A balloon rises from rest on the ground with constant acceleration $\frac{g}{8}$. A stone is dropped from the balloon when the balloon has risen to a height of $H$. Find the time taken by the stone to reach the ground. 

A parachutist, after bailing out, falls $50 \mathrm{m}$ without friction. When the parachute opens, it decelerates at $2 \mathrm{m} {\mathrm{s}}^{-2}$. He reaches the ground with a speed of $3 \mathrm{m} {\mathrm{s}}^{-1}$. At what height did he bailout? 

A ball is dropped from the top of a tower of height $h$. It covers a distance of $\frac{h}{2}$ in the last second of its motion. How long does the ball remain in the air? 

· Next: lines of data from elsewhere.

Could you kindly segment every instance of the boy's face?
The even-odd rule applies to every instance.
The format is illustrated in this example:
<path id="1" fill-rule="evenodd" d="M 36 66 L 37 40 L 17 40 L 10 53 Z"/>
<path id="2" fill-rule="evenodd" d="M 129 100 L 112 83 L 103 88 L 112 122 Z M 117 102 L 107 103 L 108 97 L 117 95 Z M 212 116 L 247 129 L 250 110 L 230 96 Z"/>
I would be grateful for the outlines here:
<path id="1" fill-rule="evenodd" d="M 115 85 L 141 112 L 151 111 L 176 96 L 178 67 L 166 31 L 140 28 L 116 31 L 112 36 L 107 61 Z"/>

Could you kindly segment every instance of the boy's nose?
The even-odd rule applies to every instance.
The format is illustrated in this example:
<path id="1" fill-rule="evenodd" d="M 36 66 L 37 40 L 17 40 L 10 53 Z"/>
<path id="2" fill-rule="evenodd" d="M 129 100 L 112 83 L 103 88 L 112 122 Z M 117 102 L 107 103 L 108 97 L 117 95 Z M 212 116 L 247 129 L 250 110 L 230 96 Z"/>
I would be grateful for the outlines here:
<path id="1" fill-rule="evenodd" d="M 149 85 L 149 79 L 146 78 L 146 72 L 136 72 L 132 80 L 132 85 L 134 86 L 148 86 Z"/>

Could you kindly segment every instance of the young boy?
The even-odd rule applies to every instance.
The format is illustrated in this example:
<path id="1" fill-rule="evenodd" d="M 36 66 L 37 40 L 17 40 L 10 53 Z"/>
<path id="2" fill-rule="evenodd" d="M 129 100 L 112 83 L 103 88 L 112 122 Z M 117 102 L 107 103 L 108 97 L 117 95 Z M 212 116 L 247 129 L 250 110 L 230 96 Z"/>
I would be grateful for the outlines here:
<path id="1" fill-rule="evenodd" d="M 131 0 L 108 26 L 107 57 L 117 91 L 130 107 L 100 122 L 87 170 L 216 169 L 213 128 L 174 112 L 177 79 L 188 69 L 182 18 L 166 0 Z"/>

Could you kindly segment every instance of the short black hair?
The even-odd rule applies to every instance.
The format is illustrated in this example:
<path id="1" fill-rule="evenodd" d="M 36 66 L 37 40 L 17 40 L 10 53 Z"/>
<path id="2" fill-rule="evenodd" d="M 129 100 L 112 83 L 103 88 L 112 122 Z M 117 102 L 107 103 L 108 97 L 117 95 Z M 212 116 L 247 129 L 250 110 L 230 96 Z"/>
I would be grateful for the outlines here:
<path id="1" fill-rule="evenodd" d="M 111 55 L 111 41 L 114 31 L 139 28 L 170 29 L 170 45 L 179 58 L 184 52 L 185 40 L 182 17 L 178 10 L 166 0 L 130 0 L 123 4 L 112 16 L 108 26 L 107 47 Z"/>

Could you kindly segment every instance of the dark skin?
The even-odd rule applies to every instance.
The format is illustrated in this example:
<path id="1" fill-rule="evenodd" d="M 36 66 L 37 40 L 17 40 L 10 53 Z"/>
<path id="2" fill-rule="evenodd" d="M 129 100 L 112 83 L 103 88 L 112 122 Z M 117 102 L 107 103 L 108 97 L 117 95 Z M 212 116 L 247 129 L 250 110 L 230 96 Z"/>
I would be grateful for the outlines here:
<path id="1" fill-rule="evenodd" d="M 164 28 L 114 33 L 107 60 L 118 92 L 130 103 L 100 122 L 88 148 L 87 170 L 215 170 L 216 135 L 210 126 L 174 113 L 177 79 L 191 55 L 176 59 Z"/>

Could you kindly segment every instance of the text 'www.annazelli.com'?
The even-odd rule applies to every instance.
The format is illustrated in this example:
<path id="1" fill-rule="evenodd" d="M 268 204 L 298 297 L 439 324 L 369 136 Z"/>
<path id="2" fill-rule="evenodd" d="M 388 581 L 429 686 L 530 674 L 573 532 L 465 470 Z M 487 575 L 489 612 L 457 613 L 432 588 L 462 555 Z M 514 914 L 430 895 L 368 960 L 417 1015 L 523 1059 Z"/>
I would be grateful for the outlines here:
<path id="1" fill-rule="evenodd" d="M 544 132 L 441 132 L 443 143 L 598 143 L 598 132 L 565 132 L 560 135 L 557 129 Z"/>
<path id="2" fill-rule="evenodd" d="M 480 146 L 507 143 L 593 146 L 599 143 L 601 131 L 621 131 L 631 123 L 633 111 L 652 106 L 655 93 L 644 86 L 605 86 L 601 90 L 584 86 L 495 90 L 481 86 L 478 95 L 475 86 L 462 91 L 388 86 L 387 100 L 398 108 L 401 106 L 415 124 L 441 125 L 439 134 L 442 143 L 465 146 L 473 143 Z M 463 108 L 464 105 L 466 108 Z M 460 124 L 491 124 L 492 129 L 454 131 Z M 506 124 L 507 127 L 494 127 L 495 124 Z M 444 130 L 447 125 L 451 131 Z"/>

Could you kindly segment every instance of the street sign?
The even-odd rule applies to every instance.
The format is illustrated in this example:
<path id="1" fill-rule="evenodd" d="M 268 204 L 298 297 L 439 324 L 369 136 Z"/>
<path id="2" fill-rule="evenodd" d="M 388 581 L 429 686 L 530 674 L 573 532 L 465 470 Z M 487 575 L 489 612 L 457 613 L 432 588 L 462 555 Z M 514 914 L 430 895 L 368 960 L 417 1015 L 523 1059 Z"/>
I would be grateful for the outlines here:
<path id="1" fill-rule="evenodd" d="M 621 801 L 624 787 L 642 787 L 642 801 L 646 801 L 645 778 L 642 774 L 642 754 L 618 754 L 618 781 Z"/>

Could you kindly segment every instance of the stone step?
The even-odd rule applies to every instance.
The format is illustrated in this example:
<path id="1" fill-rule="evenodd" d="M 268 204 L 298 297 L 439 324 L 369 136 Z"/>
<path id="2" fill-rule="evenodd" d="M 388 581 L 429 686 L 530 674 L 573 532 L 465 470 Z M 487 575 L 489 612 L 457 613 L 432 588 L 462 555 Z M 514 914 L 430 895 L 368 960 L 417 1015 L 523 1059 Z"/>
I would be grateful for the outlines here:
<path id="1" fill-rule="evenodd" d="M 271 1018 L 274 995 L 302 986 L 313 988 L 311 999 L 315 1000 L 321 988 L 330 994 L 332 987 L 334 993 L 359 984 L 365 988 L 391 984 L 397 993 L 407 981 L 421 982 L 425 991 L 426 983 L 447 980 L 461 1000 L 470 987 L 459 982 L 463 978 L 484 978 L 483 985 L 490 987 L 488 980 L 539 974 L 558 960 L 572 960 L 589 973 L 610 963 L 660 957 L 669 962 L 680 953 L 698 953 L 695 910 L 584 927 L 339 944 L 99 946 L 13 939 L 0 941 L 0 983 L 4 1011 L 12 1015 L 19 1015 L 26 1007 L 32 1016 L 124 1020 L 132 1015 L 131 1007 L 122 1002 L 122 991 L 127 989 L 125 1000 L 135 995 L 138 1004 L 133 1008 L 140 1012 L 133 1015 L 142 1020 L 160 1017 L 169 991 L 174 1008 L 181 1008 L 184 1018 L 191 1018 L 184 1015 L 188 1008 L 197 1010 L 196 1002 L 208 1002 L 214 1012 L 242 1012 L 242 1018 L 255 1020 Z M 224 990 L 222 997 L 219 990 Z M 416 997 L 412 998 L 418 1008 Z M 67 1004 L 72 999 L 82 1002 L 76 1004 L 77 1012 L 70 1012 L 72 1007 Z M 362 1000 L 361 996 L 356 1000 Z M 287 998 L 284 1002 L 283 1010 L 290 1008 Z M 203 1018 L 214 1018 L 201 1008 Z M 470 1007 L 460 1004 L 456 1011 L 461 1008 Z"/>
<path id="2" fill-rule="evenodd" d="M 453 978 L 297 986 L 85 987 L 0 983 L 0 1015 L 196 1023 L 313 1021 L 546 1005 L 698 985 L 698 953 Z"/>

You are on the roof of the physics building, $46.0 \mathrm{m}$ above the ground. Your physics professor, who is $1.80 \mathrm{m}$ tall, is walking alongside the building at a constant speed of $1.20 \mathrm{m} {\mathrm{s}}^{-1}$. If you wish to drop a flower on your professor's head, where should the professor be when you release the flower? Assume that the flower is in free fall. (Take g = $9.8 \mathrm{m} {\mathrm{s}}^{-2}$)
 

Two particles are simultaneously released from points $A$ and $D$ as shown in figure. How should the value of $H$ be adjusted in order that the two particles collide? Neglect dissipative forces.

 A ball is thrown from the top of a tower in vertically upward direction. Velocity at a point $h \mathrm{m}$ below the point of projection is twice of the velocity at a point $h \mathrm{m}$ above the point of projection. Find the maximum height reached by the ball above the top of tower.
 

A ball is thrown upward from the ground with an initial speed of $25 \mathrm{m} {\mathrm{s}}^{-1}$ at the same instant, another ball is dropped from a building $15 \mathrm{m}$ high. After how long will the balls be at the same height above the ground? 

At time $t=0$, a student throws a set of keys vertically upward to her sorority sister, who is in a window at distance $h$ above. The second student catches the keys at time $t$.

(a) With what initial velocity was the keys thrown?

(b) What was the velocity of the keys just before they were caught?